Solve the differential equation y"-y-6y=0. For this problem, is it y"-7y=0 and you factor?

Answer 1

(y-3)(y+2)=0

Answer 2

are you sure you copied the problem down correctly?

y"-y'-6y=0

Answer 3

is this a calculus q?

Answer 4

So the equation that you provided is the right problem, right? Maybe the book was wrong then.

Answer 5

@Idealist eh...

Answer 6

What happened?

Answer 7

@kittyxie1 this is differential equations...

Answer 8

If it's \(y''-y-6y=0\) then yes it's identical to \(y''-7y=0\) but why would they give it unsimplified?

Answer 9

make the substitution

\[y= e^{\lambda t}\]

Answer 10

y"=7y, is this double derivative?

Answer 11

y'' is the 2nd derivative of y

Answer 12

so yes

Answer 13

\[y = e^{\lambda t} \]
\[y'' =\lambda ^2 e^{\lambda t}\]

Answer 14

it's easier to recognize this as an eigenvalue problem

Answer 15

y'=7y^2/2
y=7y^3/6

Answer 16

y=7y^3/6+c

Answer 17

@kittyxie1 your answers make no sense, if you dont know how to solve differential equations please dont attempt to do so

Answer 18

\[y'' - 7 y = 0\]

\[y= e^{ \lambda t}\]
substituting for y
\[\lambda ^2 e^{ \ \lambda t} - 7e^{\lambda t} = 0\]

factoring out the exponent
\[(\lambda ^2 -7) e ^ {\lambda t}=0\]

now its impossible for the exponent to be zero which means
\[\lambda ^2 -7 = 0\]

or you can get to this point by dividing the exponents to both sides

solve for lambda

then write it in the form of

\[y= Ae^{\lambda _ 1 t}+Be^{\lambda _2 t}\]
if there are 2 different solutions for lambda

Answer 19

@kittyxie1 fyi

Answer 20

I want to thank you guys so much for helping me. Thanks a lot, guys.

Answer 21

if there is a single root when solving out for lambda

it will look like

\[y= Ae^{\lambda t} + B t e^{\lambda t}\]

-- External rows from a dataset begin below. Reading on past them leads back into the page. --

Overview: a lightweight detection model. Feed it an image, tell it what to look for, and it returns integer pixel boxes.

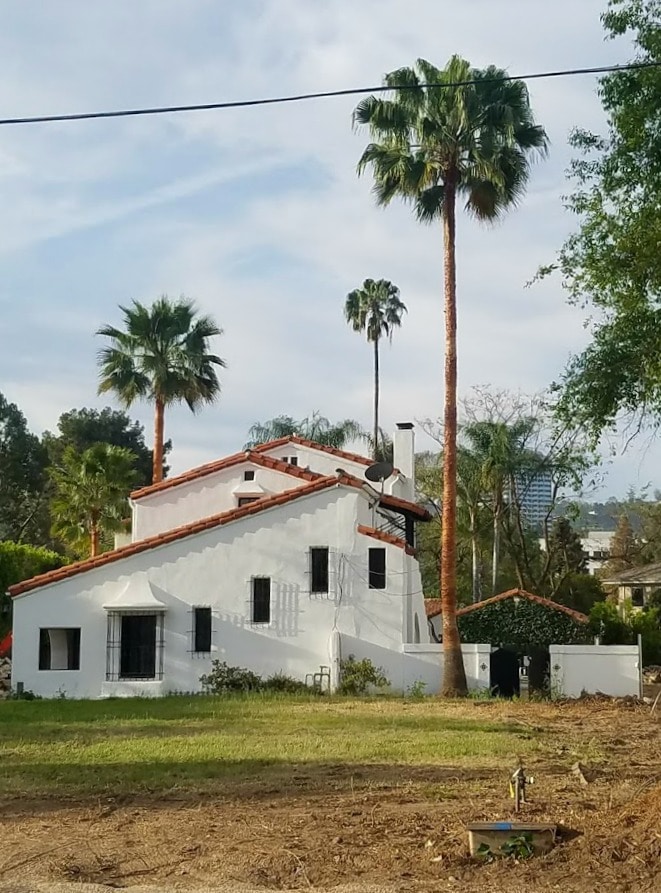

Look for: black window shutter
[193,608,211,652]
[310,546,328,592]
[369,549,386,589]
[252,577,271,623]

dont ask what if the solution is complex because i dont remember the form off the top of my head

Answer 22

@completeidiot that's rude... you needn't attack @kittyxie1 for being wrong

Answer 23

@oldrin.bataku its not meant to be an attack, last thing we want to do is mislead the asker

Answer 24

btw the 'form' is actually pretty simple... if we have \(\lambda=a+bi\):$$y=Ae^{(a+bi)t}=Ae^ae^{bit}=(Ae^a)e^{bit}=(Ae^a)(\cos bt+i\sin bt)=A_1\cos bt+A_2\sin bt$$

Answer 25

yeah that totally makes sense